Over the years, however, your paths have taken different directions. Things have been going well for you, but the other person has not been so successful. You've tried to offer counsel and support, but to no avail.

Now, that person bears a hidden and growing resentment toward you, and becomes vulnerable to gossip: namely, a rumor that you were seen in a restaurant with someone who is not your beloved spouse.

Of course, this is not true -- and, if asked, you could prove it, because you were with your spouse at one of your children's school plays. Who started this rumor? Who knows? It may be a case of mistaken identity, but who's checking on the facts? (If it's a good story, why bother?)

Your friend starts passing along the sordid tale that you may be carrying on an affair. Not only are you embarrassed because this starts circulating around, but your spouse and your children are affected, as well. You've been given a bad name. Your reputation has been wounded, perhaps irreparably. You have no idea how the rumor got started.

Time passes. The person's conscience begins to speak louder. Feeling at least partially responsible for the rumor, your "friend" comes to you and asks to be forgiven, seeking your mercy.

You could say, "OK, I'll forgive you, but you must first pay me back for all of the pain and suffering that this has caused my family and me."

If it were just you who had been offended, you might be able to say you will "let it go." But the detraction -- the calumny, actually, because it was false, not just defamatory -- has also wounded your loved ones as word got around the neighborhood and your circle of acquaintances.

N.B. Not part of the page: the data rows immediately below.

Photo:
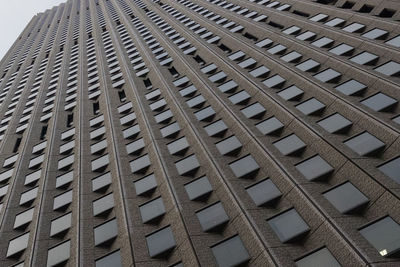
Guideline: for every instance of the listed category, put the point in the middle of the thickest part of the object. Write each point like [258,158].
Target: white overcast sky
[15,15]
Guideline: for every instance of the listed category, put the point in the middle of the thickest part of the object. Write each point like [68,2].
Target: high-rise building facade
[202,133]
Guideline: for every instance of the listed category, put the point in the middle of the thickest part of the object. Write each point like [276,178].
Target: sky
[15,15]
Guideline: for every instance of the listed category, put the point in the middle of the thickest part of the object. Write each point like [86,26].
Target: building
[202,133]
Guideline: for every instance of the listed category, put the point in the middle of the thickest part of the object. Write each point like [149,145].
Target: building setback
[202,133]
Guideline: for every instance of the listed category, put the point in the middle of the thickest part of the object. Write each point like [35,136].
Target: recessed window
[291,93]
[346,198]
[103,205]
[60,225]
[323,42]
[308,65]
[101,182]
[392,169]
[354,27]
[383,235]
[351,87]
[212,217]
[17,245]
[228,87]
[199,188]
[314,168]
[321,257]
[275,81]
[112,259]
[254,111]
[328,76]
[289,226]
[229,146]
[135,147]
[264,192]
[245,167]
[58,254]
[311,107]
[365,58]
[152,210]
[140,164]
[292,57]
[145,185]
[365,144]
[160,242]
[335,123]
[375,34]
[390,69]
[188,165]
[342,50]
[230,252]
[290,145]
[270,126]
[259,72]
[105,233]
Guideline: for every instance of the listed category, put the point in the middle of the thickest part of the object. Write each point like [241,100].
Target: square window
[188,165]
[230,252]
[145,185]
[198,188]
[365,58]
[323,42]
[291,93]
[58,254]
[365,144]
[61,201]
[101,182]
[140,164]
[392,169]
[308,65]
[103,205]
[275,81]
[135,147]
[23,219]
[328,76]
[228,87]
[245,167]
[60,225]
[270,126]
[390,68]
[346,198]
[383,235]
[229,146]
[288,226]
[342,50]
[290,145]
[217,128]
[212,217]
[105,233]
[321,257]
[314,168]
[264,192]
[17,245]
[311,107]
[351,87]
[260,72]
[160,242]
[178,146]
[239,98]
[254,111]
[112,259]
[292,57]
[335,123]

Shouldn't your mercy-seeker be asking every member of your family for forgiveness, as well, and admit the lies to everyone else?

You decide that you want to show this person mercy. You say, "I forgive you." In so doing, you not only relieve the terrible burden the rumor-spreader was carrying, but you bite down on your own hurt and that of your family (can you really forgive this person for the wounds inflicted on them?), and you absorb in your own heart and soul all of the hurt and pain and evil inflicted by the other, and by those who spread the nasty story.

This is paying twice! Even more. You cancel the vicious cycle of sin in one free act of pure love, because it is the only way that the power of the wrongful action can be stopped.

It isn't exactly neutralized, like an antacid might do to a hyperacidic stomach. You still bear the wounds in your heart. Forgiving, after all, is not the same thing as forgetting, although you can -- with another act of pure, willed love -- decide not to dwell on the past and to "reset" your relationship with the offender. But can you now go back to the friendship as it was before?

This is the price of mercy. And this is the price Jesus pays for forgiving us, every time we ask for His mercy. Yes, God's mercy will never be outdone. But when we ask for it -- as the heart of Jesus invites us to, all the time -- it seems only right that we understand the depth of His love for us, so that we do not have to live in our sins, but have our life restored.

As famed author C.S. Lewis put it, on the cross, Jesus took upon Himself the punishment that we deserved so that we could have the reward that He deserved.

As we pray for an outpouring of God's mercy on us and everyone who seeks it, may we remember how costly and loving a gift it is. The sinner who has been forgiven is the luckiest person in the world!